Bark beetle effects on fire regimes depend on underlying fuel
modifications in semiarid systems
Abstract
Although natural disturbances such as wildfire, extreme weather events,
and insect outbreaks play a key role in structuring ecosystems and
watersheds worldwide, climate change has intensified many disturbance
regimes, which can have compounding negative effects on ecosystem
processes and services. Recent studies have highlighted the need to
understand whether wildfire increases or decreases after large-scale
beetle outbreaks. However, observational studies have produced mixed
results. To address this, we applied a coupled ecohydrological-fire
regime-beetle effects model (RHESSys-WMFire-Beetle) in a semiarid
watershed in the western US. We found that surface fire probability and
fire size decreased in the red phase (0-5 years post-outbreak),
increased in the gray phase (6-15 years post-outbreak), and depended on
mortality level in the old phase (one to several decades post-outbreak).
In the gray and old phases, surface fire size and probability did not
respond to low levels of beetle-caused mortality (<=20%),
increased during medium levels of mortality (>20% and
<=50%), and remained elevated but did not change with
mortality (during the gray phase) or decreased (during the old phase)

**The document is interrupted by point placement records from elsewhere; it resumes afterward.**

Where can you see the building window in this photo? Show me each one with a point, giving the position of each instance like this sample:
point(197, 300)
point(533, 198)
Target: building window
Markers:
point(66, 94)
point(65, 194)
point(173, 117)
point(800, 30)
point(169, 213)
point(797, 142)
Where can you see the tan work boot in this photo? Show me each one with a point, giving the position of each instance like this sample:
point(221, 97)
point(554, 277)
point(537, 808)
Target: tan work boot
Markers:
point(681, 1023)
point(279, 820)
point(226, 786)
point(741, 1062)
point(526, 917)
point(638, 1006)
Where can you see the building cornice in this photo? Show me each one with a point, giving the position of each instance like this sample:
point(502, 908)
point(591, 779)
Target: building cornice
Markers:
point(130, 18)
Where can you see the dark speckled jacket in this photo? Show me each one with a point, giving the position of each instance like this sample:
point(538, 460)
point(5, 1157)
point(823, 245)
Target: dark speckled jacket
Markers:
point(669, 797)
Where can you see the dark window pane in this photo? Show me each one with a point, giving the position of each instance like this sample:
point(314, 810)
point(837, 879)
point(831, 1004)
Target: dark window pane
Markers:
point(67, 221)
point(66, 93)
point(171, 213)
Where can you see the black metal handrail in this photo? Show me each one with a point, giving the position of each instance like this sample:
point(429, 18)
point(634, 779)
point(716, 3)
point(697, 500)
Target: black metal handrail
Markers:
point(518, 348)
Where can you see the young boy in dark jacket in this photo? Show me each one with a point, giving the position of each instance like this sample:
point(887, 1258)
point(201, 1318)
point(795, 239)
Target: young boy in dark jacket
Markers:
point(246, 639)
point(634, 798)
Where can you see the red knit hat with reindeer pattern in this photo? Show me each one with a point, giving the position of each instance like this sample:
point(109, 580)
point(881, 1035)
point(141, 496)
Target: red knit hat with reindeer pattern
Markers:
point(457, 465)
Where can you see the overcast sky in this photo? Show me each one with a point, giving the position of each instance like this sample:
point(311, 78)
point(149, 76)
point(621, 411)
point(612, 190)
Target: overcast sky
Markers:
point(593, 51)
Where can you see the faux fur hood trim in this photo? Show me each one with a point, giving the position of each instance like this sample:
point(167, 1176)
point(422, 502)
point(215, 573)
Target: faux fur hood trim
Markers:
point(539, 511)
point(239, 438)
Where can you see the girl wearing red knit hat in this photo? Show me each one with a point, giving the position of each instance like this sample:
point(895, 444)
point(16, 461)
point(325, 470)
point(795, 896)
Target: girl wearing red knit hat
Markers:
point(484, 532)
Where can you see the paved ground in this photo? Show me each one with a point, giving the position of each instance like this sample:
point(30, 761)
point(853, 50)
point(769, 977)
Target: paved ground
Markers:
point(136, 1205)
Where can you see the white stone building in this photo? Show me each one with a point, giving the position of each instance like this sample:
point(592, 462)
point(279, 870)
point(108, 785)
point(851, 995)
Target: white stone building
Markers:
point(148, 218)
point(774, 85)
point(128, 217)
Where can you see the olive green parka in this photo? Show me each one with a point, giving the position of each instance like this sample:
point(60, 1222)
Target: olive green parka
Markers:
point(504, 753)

when mortality was high (>50%). Wildfire responses also
depended on fire regime. In fuel-limited locations, fire typically
increased with increasing fuel loads, whereas in fuel-abundant
(flammability-limited) systems, fire sometimes decreased due to
decreases in fuel aridity. This modeling framework can improve our
understanding of the mechanisms driving wildfire responses and aid
managers in predicting when and where fire hazards will increase.